On Being Visible…
On Being Visible…
Visibility is a variant thing. Sometimes it feels easy, sometimes it feels impossible. There are times when being visible doesn’t feel like an act of subversion or an act that requires more courage than you can possibly muster up and use.
A really important member of the Trans community Laverne Fox recently wrote a piece in Elle http://www.elle.com/culture/celebrities/news/a44830/laverne-cox-we-day-speech/. She makes some really good points. And it’s really hard as a white trans woman to call into question something a trans woman of colour has said when it comes to issues of visibility and safety and so forth.
But I feel like I have to wonder. Privilege is complex, and, I think in the case of trans women it’s especially complex. Some argue that trans women had or enjoyed male privilege, I personally don’t think it is that simple. But I do have white privilege, but then I lose a whole lot of privilege by being trans. It’s just not so simple.
I wonder though, what place Laverne comes from now. No question, she has walked this walk for a lot longer than I. But the reality is she now comes from a place of fame and success that many trans women will never come from.
I think these kind of articles can be really difficult for those of us way further back towards the start of our journeys. When the question of passing is as much about how we have garnered up our courage to step out and walk down the street, and we flinch and fright at each and every sidelong glance. Every whisper is a whisper about us, and every oncoming person feels like a risk to personal safety.
I write this, sitting in a cafe with a couple of days of growth on my face, mostly white, because IPL is taking care of that, but I have just returned from an IPL treatment. I made a choice, to be visible. I made a choice to walk down the street to my coffee shop and have a coffee. It kind of feels like it’s a brave act. An act of deliberate visibility.
It’s actually really quite scary. I think, I totally agree with what Laverne says, but, I think it is sheer ignorance to think that not blending in, saying a big fuck you to passing and just proudly being who we are, it contains a layers of stuff that can be really scary.
The coffee shop I sit in, is friendly, the staff are great, always accepting, but the patrons is a real mix of people, and it’s a pretty middle class kind of area, with quite a segment of more elderly people as well as young families and millenials.
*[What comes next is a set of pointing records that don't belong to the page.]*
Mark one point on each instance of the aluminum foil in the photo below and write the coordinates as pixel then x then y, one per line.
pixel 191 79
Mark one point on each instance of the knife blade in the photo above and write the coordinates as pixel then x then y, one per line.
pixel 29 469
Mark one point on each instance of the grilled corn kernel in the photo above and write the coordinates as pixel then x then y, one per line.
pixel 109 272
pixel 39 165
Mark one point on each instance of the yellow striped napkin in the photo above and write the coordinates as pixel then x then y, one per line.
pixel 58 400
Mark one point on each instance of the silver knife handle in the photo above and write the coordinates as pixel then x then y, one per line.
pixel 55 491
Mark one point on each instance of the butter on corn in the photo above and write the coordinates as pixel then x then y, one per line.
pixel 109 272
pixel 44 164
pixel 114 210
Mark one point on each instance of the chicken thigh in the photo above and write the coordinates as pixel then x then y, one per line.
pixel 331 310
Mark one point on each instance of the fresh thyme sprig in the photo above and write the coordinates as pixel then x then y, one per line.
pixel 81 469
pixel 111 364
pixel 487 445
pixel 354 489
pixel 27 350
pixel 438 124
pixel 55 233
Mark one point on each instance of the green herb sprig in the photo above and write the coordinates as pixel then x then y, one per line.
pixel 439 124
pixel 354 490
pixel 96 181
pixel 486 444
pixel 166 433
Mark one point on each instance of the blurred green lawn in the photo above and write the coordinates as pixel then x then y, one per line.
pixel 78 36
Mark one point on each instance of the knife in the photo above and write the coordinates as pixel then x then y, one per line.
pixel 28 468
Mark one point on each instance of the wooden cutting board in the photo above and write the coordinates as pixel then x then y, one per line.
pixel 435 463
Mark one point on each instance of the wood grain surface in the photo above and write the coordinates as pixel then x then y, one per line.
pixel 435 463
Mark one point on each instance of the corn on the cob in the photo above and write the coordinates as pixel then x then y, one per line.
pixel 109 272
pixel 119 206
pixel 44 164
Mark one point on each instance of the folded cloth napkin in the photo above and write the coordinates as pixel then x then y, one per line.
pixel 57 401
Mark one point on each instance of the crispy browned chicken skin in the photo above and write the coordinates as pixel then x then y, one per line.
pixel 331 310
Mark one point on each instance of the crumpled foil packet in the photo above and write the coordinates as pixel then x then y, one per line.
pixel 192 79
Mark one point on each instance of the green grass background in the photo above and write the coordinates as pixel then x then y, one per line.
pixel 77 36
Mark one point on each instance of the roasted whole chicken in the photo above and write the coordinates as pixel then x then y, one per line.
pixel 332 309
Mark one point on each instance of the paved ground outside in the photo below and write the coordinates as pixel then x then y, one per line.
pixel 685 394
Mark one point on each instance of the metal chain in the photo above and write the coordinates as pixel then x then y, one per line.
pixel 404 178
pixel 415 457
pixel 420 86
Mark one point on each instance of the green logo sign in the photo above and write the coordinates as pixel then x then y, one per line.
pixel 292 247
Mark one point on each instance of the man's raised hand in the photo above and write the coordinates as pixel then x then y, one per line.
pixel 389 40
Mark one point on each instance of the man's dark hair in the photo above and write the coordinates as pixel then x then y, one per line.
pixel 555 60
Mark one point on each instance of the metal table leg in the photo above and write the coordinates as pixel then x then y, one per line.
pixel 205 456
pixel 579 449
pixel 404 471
I suppose I am trying to just say, it’s a bit of a melting pot.
Today this melting pot is scary, well, scarier than usual, because today, my visibility is really obvious, more obvious than normal.
So all of that mixes together to make me fell like, the not blending in thing is an act of bravery, an act of courage and an act of defiance.
I am being defiant, I am, but it’s really a scary thing to be doing, and I can’t help but worry about if I am safe, will stay safe, and get home safe.
There’s no question I am now more comfortable in my skin than I ever have been. I would not never want to go back but, yeah sometimes it’s just scary as shit.